## Digits Of E

### June 19, 2012

We gave an algorithm for computing the digits of π in a previous exercise. Today, we look at two algorithms for computing the digits of e.

We begin with an algorithm due to Stanley Rabinowitz and Stan Wagon:

Algorithm e-spigot: compute the first n decimal digits of e:

1. Initialize: Let the ﬁrst digit be 2 and initialize an array A of length n + 1 to (1, 1, 1, . . . , 1).

2. Repeat n − 1 times:

Multiply by 10: Multiply each entry of A by 10.

Take the fractional part: Starting from the right, reduce the ith entry of A modulo i + 1, carrying the quotient one place left.

Output the next digit: The ﬁnal quotient is the next digit of e.

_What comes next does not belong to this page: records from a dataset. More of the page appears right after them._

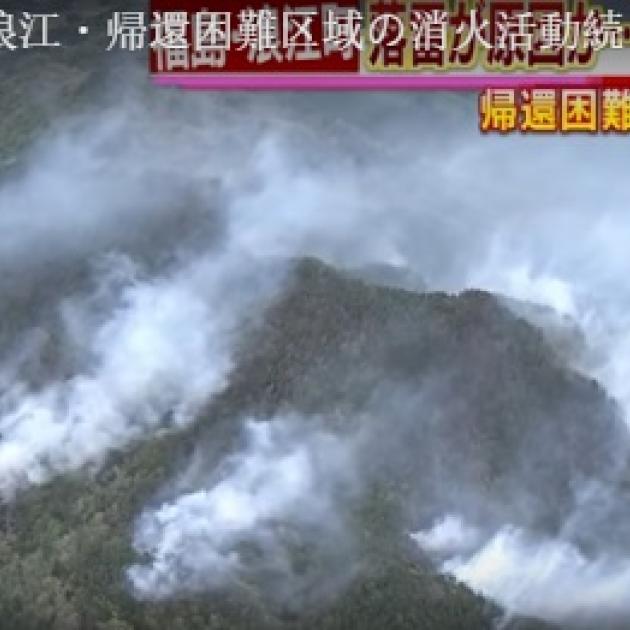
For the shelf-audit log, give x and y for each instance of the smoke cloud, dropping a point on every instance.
(252, 517)
(165, 245)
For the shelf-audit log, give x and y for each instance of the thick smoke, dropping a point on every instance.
(253, 516)
(201, 189)
(533, 575)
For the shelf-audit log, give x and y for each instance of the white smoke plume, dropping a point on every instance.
(329, 175)
(280, 490)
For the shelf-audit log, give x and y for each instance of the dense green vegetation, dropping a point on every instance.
(326, 344)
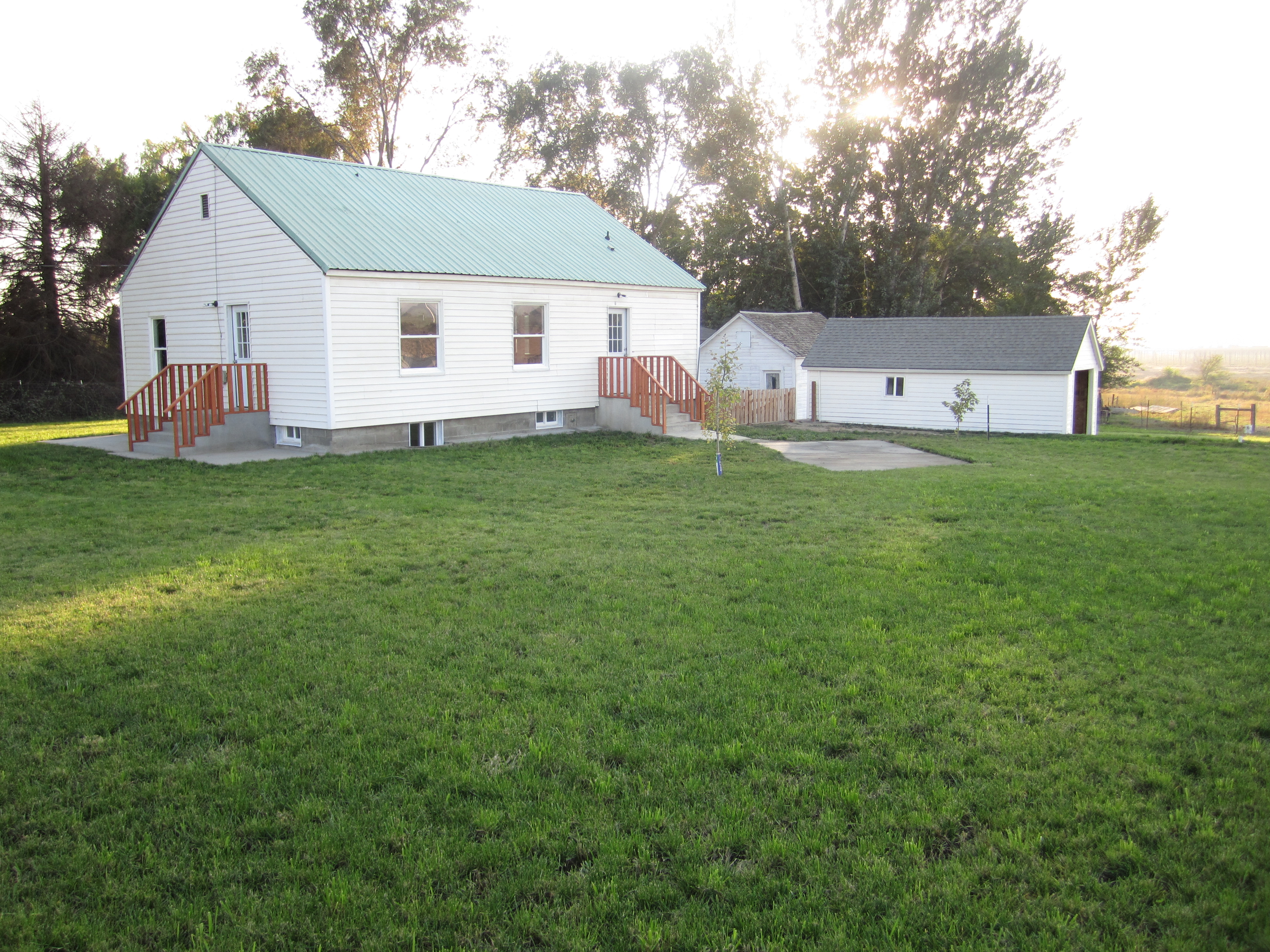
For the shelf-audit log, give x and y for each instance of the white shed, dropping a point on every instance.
(350, 306)
(1038, 375)
(771, 348)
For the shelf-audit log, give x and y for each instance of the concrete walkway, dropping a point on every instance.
(856, 455)
(117, 443)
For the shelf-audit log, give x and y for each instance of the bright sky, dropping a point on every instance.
(1172, 102)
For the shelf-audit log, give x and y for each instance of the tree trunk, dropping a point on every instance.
(789, 248)
(48, 254)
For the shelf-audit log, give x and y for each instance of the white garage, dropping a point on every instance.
(1033, 375)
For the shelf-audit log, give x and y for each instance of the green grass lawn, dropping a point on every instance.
(578, 693)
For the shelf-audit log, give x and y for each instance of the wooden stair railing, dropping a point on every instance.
(146, 409)
(195, 398)
(625, 378)
(683, 388)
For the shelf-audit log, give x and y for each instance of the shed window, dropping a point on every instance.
(421, 332)
(529, 333)
(161, 343)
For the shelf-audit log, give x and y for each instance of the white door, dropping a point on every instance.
(240, 333)
(616, 331)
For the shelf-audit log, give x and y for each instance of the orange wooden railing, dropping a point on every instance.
(195, 398)
(652, 384)
(683, 388)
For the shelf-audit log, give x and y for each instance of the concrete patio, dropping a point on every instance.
(844, 455)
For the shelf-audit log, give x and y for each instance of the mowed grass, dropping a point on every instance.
(578, 693)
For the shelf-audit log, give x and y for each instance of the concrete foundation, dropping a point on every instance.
(469, 430)
(618, 414)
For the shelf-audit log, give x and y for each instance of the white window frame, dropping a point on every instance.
(154, 344)
(237, 350)
(441, 324)
(545, 336)
(626, 332)
(417, 435)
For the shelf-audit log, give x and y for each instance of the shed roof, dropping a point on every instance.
(796, 331)
(360, 217)
(950, 343)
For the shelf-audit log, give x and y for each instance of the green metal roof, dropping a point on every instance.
(360, 217)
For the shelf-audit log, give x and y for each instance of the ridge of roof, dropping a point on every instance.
(216, 146)
(976, 343)
(420, 224)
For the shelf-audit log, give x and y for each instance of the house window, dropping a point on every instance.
(159, 329)
(616, 331)
(240, 324)
(529, 333)
(427, 435)
(421, 333)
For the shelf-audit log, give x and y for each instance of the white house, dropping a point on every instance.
(1038, 375)
(387, 308)
(771, 348)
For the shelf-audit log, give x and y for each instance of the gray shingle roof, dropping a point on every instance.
(950, 343)
(793, 329)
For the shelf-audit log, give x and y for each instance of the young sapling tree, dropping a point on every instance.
(963, 403)
(721, 412)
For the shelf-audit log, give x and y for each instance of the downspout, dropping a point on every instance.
(331, 365)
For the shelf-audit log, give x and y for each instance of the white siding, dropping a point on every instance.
(237, 257)
(478, 378)
(764, 355)
(1088, 357)
(1022, 403)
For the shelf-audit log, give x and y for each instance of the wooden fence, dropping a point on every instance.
(766, 407)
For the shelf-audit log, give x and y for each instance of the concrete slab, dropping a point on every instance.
(117, 443)
(843, 455)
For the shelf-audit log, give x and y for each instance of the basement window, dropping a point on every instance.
(427, 435)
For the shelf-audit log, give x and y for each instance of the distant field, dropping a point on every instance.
(578, 693)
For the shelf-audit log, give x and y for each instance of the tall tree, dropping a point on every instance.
(656, 144)
(1113, 282)
(69, 224)
(921, 205)
(370, 50)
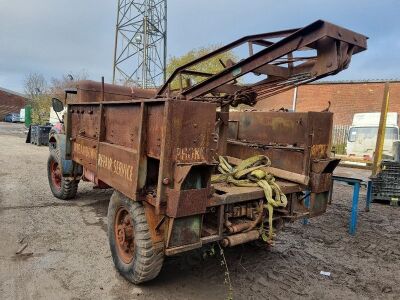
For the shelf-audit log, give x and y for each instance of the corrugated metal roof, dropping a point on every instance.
(14, 93)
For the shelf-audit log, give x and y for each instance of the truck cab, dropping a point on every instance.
(363, 133)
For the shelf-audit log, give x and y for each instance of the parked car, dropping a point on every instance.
(12, 117)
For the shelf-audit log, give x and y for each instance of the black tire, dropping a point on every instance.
(62, 188)
(146, 261)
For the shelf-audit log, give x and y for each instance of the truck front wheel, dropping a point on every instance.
(62, 188)
(132, 249)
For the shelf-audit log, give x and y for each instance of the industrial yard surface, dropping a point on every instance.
(67, 254)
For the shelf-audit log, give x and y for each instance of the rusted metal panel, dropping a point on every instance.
(183, 203)
(116, 168)
(185, 231)
(84, 120)
(272, 128)
(318, 203)
(122, 125)
(320, 182)
(84, 152)
(91, 91)
(282, 158)
(191, 134)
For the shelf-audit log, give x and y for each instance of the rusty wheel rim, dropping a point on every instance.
(124, 235)
(55, 174)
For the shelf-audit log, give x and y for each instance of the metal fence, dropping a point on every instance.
(339, 138)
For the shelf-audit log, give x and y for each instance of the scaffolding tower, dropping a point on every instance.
(140, 43)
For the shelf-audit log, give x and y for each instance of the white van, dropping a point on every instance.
(363, 133)
(22, 115)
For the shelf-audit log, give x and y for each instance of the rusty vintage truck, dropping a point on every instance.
(159, 148)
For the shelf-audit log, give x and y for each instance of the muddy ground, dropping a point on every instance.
(67, 256)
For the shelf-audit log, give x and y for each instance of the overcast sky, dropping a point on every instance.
(57, 37)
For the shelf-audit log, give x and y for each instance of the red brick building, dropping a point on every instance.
(10, 102)
(347, 98)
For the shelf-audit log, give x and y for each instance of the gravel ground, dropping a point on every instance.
(67, 254)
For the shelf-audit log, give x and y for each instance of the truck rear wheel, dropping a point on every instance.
(62, 188)
(132, 249)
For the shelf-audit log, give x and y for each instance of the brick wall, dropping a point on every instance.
(10, 103)
(346, 99)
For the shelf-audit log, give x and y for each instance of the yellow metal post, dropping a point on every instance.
(381, 131)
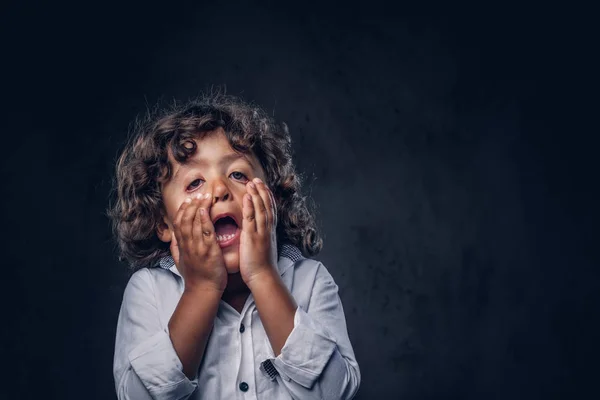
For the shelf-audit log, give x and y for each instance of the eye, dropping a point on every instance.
(196, 183)
(238, 176)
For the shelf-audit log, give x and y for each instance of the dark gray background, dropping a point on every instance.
(449, 150)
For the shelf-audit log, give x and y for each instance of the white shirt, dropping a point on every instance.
(316, 362)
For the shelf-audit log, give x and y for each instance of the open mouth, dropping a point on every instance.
(226, 230)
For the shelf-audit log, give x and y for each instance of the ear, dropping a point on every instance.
(164, 231)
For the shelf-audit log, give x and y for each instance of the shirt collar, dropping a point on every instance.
(288, 255)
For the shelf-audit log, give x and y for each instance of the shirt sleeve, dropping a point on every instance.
(317, 360)
(146, 365)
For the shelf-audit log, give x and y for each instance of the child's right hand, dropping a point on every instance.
(194, 246)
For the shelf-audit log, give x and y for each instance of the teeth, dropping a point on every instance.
(221, 238)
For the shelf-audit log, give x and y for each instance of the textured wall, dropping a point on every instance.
(456, 212)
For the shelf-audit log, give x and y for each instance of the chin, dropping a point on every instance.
(232, 261)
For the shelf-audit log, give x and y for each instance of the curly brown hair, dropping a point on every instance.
(143, 166)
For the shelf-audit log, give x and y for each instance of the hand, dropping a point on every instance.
(194, 246)
(258, 241)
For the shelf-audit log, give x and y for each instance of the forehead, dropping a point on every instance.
(213, 149)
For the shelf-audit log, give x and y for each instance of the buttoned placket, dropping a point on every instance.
(246, 380)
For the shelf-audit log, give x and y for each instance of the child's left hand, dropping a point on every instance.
(258, 241)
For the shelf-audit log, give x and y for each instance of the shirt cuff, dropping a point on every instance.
(159, 368)
(306, 351)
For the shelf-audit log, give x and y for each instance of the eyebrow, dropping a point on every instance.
(228, 159)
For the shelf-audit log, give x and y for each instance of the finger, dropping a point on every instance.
(268, 202)
(260, 211)
(273, 207)
(178, 218)
(174, 248)
(249, 224)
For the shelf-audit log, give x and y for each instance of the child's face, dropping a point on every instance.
(215, 168)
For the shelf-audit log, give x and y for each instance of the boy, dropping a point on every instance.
(224, 302)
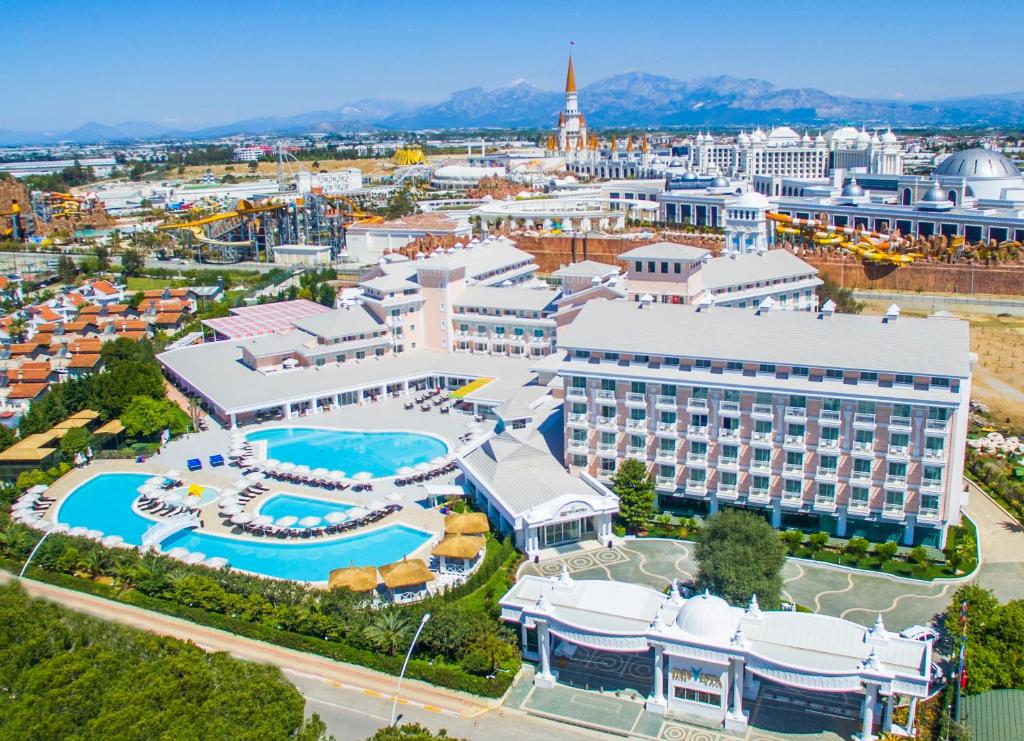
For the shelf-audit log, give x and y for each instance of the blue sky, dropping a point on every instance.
(192, 63)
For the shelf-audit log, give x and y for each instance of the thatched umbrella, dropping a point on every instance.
(356, 578)
(470, 523)
(408, 572)
(459, 547)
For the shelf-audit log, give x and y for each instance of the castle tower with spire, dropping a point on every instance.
(571, 132)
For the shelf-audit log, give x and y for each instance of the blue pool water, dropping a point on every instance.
(104, 504)
(284, 505)
(382, 453)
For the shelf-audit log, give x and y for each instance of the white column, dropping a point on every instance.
(546, 678)
(655, 702)
(867, 711)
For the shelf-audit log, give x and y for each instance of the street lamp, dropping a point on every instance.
(394, 705)
(29, 560)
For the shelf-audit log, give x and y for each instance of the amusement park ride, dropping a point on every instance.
(253, 228)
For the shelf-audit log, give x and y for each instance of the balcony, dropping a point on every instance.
(899, 424)
(829, 418)
(696, 432)
(696, 488)
(727, 491)
(698, 405)
(858, 508)
(863, 421)
(728, 408)
(893, 512)
(577, 420)
(636, 400)
(728, 464)
(793, 502)
(759, 496)
(898, 452)
(796, 413)
(667, 428)
(863, 448)
(795, 442)
(665, 483)
(665, 455)
(636, 425)
(665, 402)
(826, 475)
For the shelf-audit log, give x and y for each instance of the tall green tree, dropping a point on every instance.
(635, 489)
(740, 555)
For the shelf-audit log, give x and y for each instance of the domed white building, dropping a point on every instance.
(711, 658)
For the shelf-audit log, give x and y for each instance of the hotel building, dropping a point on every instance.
(851, 425)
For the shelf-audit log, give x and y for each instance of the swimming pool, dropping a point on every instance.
(280, 506)
(382, 453)
(104, 502)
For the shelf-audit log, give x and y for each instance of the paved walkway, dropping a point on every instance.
(857, 596)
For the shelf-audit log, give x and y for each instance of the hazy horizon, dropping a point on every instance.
(195, 64)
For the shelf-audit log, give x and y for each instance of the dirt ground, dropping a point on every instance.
(998, 342)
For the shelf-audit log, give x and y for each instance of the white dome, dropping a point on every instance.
(709, 617)
(751, 200)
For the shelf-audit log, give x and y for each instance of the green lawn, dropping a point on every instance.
(147, 284)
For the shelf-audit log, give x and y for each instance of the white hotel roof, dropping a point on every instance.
(215, 369)
(935, 346)
(753, 267)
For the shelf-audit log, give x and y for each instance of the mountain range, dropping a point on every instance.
(628, 99)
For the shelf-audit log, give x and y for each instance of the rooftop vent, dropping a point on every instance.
(706, 302)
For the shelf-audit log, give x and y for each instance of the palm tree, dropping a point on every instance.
(388, 630)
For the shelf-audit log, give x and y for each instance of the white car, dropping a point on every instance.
(921, 633)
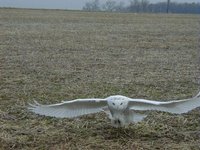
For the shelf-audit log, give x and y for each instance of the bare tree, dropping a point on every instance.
(168, 2)
(92, 6)
(144, 5)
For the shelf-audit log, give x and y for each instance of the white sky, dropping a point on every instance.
(63, 4)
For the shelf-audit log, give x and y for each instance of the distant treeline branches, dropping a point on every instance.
(142, 6)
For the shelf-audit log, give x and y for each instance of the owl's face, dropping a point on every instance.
(117, 102)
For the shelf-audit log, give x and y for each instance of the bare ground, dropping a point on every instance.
(53, 55)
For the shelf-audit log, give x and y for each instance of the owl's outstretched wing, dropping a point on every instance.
(69, 109)
(177, 106)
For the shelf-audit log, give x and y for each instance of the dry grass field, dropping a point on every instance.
(54, 55)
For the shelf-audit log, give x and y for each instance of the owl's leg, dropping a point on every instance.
(135, 117)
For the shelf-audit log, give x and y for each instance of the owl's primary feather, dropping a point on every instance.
(121, 109)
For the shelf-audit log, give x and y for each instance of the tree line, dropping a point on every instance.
(143, 6)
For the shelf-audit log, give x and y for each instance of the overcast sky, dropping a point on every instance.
(63, 4)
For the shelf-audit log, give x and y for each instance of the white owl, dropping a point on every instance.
(120, 109)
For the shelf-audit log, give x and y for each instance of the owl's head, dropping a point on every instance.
(117, 102)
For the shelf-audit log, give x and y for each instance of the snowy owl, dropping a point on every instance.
(120, 109)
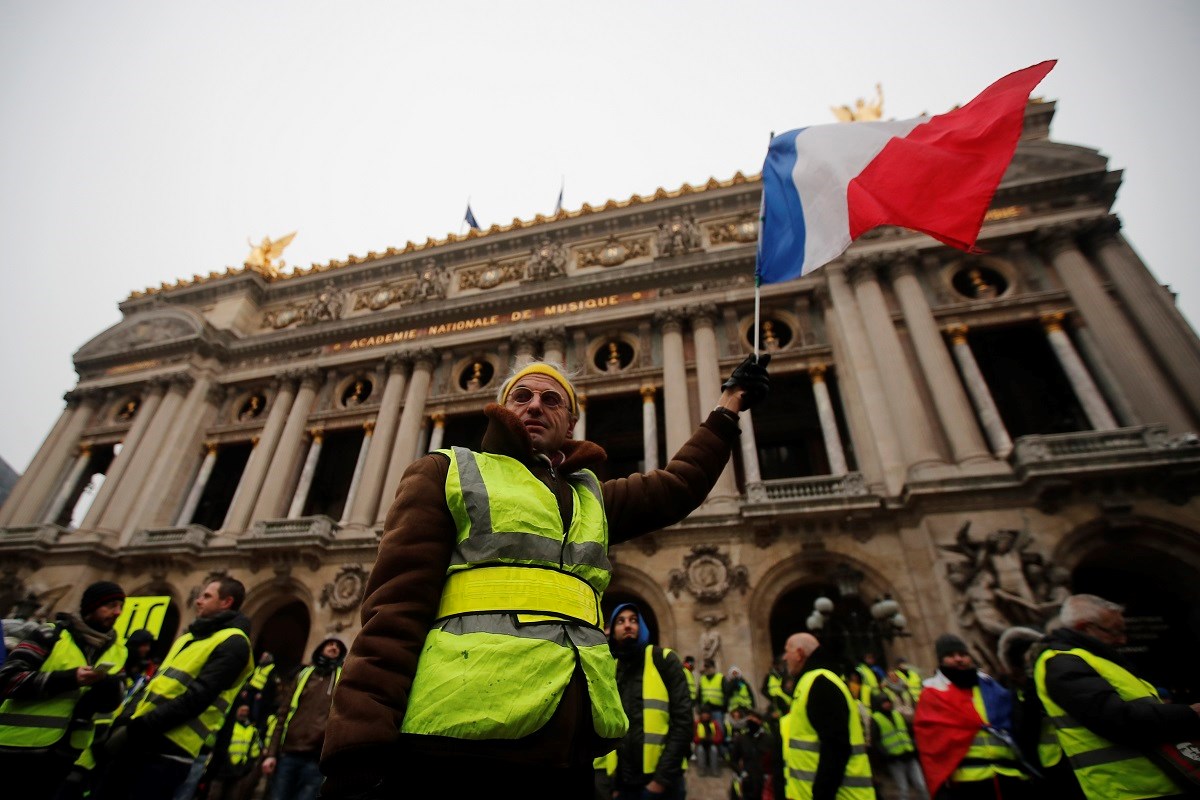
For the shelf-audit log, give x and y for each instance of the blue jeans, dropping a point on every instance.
(297, 779)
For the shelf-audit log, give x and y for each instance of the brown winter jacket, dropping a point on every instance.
(405, 588)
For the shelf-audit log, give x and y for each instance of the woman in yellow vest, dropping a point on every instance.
(483, 656)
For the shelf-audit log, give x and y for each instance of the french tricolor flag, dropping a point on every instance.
(823, 186)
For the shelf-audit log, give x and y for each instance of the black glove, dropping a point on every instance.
(751, 378)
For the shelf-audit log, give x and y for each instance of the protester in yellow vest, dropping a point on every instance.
(823, 744)
(653, 755)
(157, 737)
(53, 684)
(1105, 717)
(483, 655)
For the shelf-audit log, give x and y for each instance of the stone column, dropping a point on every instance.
(750, 468)
(708, 384)
(1153, 308)
(162, 494)
(251, 483)
(357, 479)
(366, 500)
(273, 499)
(202, 480)
(981, 396)
(439, 429)
(28, 504)
(405, 450)
(834, 451)
(949, 400)
(675, 383)
(125, 504)
(649, 428)
(317, 435)
(580, 432)
(67, 487)
(1152, 396)
(916, 433)
(1077, 373)
(147, 410)
(862, 366)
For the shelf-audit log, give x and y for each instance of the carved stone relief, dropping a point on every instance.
(708, 575)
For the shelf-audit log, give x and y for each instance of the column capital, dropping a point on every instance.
(1053, 320)
(958, 332)
(396, 361)
(670, 320)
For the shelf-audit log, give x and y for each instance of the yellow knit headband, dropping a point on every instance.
(539, 368)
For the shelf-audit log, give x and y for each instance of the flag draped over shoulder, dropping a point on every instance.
(826, 185)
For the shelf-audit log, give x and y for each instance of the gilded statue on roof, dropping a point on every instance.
(262, 256)
(863, 110)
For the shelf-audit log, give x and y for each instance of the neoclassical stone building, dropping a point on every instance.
(969, 435)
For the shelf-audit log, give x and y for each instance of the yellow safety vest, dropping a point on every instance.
(894, 735)
(1104, 769)
(244, 743)
(988, 755)
(45, 721)
(802, 746)
(262, 674)
(181, 667)
(520, 607)
(712, 691)
(295, 698)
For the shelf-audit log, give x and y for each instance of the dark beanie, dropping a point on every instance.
(100, 594)
(948, 643)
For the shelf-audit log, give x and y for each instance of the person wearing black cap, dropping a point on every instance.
(53, 685)
(294, 750)
(963, 728)
(653, 684)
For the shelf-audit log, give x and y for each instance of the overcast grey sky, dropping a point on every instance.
(145, 142)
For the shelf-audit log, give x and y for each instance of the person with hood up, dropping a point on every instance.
(294, 750)
(483, 654)
(652, 758)
(963, 729)
(54, 684)
(156, 739)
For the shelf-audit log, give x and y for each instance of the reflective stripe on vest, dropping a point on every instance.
(258, 680)
(894, 735)
(244, 744)
(712, 690)
(802, 747)
(41, 722)
(179, 669)
(988, 755)
(513, 662)
(1102, 768)
(295, 697)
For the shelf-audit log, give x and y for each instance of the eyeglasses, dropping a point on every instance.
(550, 398)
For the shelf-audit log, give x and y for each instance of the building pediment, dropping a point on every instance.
(156, 330)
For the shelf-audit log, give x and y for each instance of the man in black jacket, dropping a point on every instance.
(159, 737)
(653, 771)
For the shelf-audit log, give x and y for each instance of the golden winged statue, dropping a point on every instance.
(862, 112)
(262, 256)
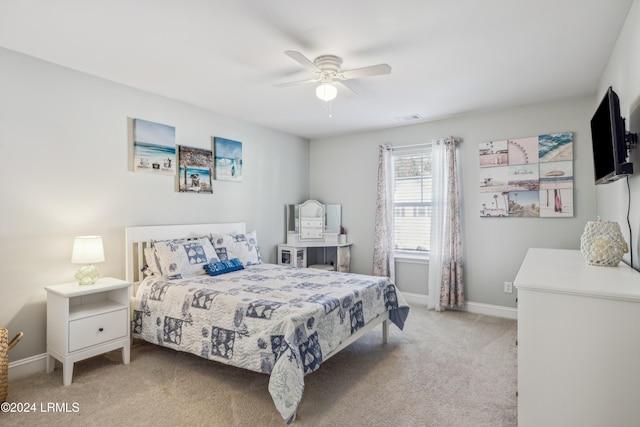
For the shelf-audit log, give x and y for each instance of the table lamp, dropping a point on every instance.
(87, 250)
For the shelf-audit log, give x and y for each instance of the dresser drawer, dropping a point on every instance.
(97, 329)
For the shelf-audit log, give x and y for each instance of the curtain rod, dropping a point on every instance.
(424, 144)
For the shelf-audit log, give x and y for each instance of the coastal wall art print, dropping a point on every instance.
(527, 177)
(154, 147)
(228, 159)
(194, 175)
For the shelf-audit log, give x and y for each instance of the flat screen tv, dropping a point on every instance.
(609, 139)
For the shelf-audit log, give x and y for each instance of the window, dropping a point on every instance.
(412, 200)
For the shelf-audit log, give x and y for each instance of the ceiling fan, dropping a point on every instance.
(330, 75)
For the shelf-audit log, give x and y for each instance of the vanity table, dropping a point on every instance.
(314, 255)
(314, 239)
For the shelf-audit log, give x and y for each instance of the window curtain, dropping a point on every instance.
(383, 260)
(446, 289)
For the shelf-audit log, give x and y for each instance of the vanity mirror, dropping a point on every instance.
(332, 218)
(311, 221)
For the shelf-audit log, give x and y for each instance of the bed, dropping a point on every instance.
(278, 320)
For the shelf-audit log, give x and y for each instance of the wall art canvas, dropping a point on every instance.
(154, 147)
(527, 177)
(195, 170)
(228, 159)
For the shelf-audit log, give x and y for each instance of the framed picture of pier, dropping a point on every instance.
(527, 177)
(195, 170)
(154, 147)
(227, 159)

We give an example of the calculation for the first ten digits of e on the next page, where we compute the first ten digits of e as 2 7 1 8 2 8 1 8 2 6. As you can see, this algorithm suffers from the fact that the last digit may be wrong (it should be 8, not 6); in fact, as the paper suggests, there are circumstances where several of the last digits may be wrong. The algorithm also suffers from the fact that it is bounded, meaning that the number of digits must be specified in advance, and it needs space proportional to n2.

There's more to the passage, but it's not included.